2017-07-17

会社法改正案、弾力性増進ながらも会社秘書設置に反対の声

会社法改正案はコーポレート・ガバナンスに弾力性を増進させ、中には親子会社の従業員の新株相互予約権、各種類会社による従業員限定型新株の発行の解禁等の新たな措置が盛り込まれ、新規事業の起業活発化が期待されている。一方、コーポレート・ガバナンス専門人員(会社秘書)の設置についてはまだ反対の声があり、会社法に明記されず現行法のままに止まると予想されている。

会社法改正の最後の公聴会は今月(7月)4日にあった。経済部常務次官・王美花は、今回の法改正は主に閉鎖会社および非公開会社の規制緩和に重点を置き、公聴会の後は再び各界の意見をとりまとめ、8月上旬に最終案を行政院に提出し、会社法改正案を立法院来会期の優先法案にしたいと述べた。

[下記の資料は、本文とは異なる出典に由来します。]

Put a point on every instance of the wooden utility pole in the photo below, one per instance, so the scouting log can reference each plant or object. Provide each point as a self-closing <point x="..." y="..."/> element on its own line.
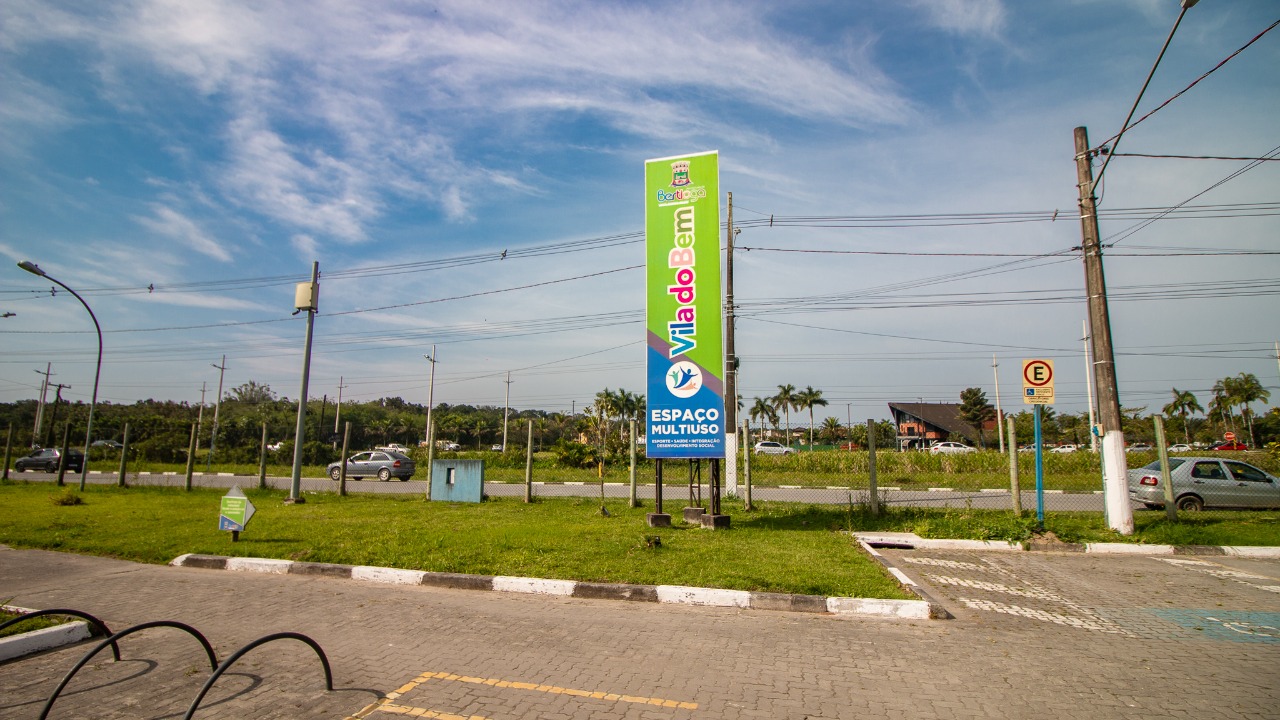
<point x="730" y="363"/>
<point x="1119" y="514"/>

注意に値するのは、今回の改正案は従業員報酬の部分をさらに緩和させ、親子会社の従業員がこれから相互会社の新株予約権を取得でき、これについて多くの先端技術企業および新規事業は歓迎している。また、将来にはいかなる会社も従業員限定型新株を発行できるようになる。

王氏はさらに、製造および設計部門を2つの会社に分けるグループ企業があり、設計部門は比較的に稼げないながらも会社にとって重要であり、この法改正は設計部門に就職させる意欲を高めるとともに、多くの新規企業が背後にある親会社に支配されていることに鑑み、新規企業にも利益を及ぼす、と述べた。

一方、会社秘書の設置については反対の声がまだある。学者によると、会社秘書は英米法の制度であり、独立取締役を主体とする英米型コーポレート・ガバナンスに適合するが、台湾の会社における取締役会と監査役にそれぞれ経営と監査を担当させる二重構造とは相容れないと思われるとのことである。

また、学者は、櫃買中心(店頭取引センター)および證交所(証券取引所)が制定した「上場・店頭登録会社コーポレート・ガバナンス実務守則」においては、すでに会社がコーポレート・ガバナンス専門人員を設置できる規定があり、現行の規範のままで十分であると勧めた。

台北市公認会計士会の代表は、会社秘書の会社における位置づけ・職権は不明確であり、どのように客観的に取締役・監査役の業務執行を助けられるかに疑問が残ると同時に、設置は大幅に経営コストを引き上げると述べた。

これに対し、王氏は、会社秘書の設置はコーポレート・ガバナンスの健全さに対しプラスの意義があり、各界の大きな反対があることは予想しなかったが、会社法に明記せず、関連規範に委ねるようにという声がある以上、一つの考えの方向でもあるので、この部分はまた金管会と意見を交わすと述べた。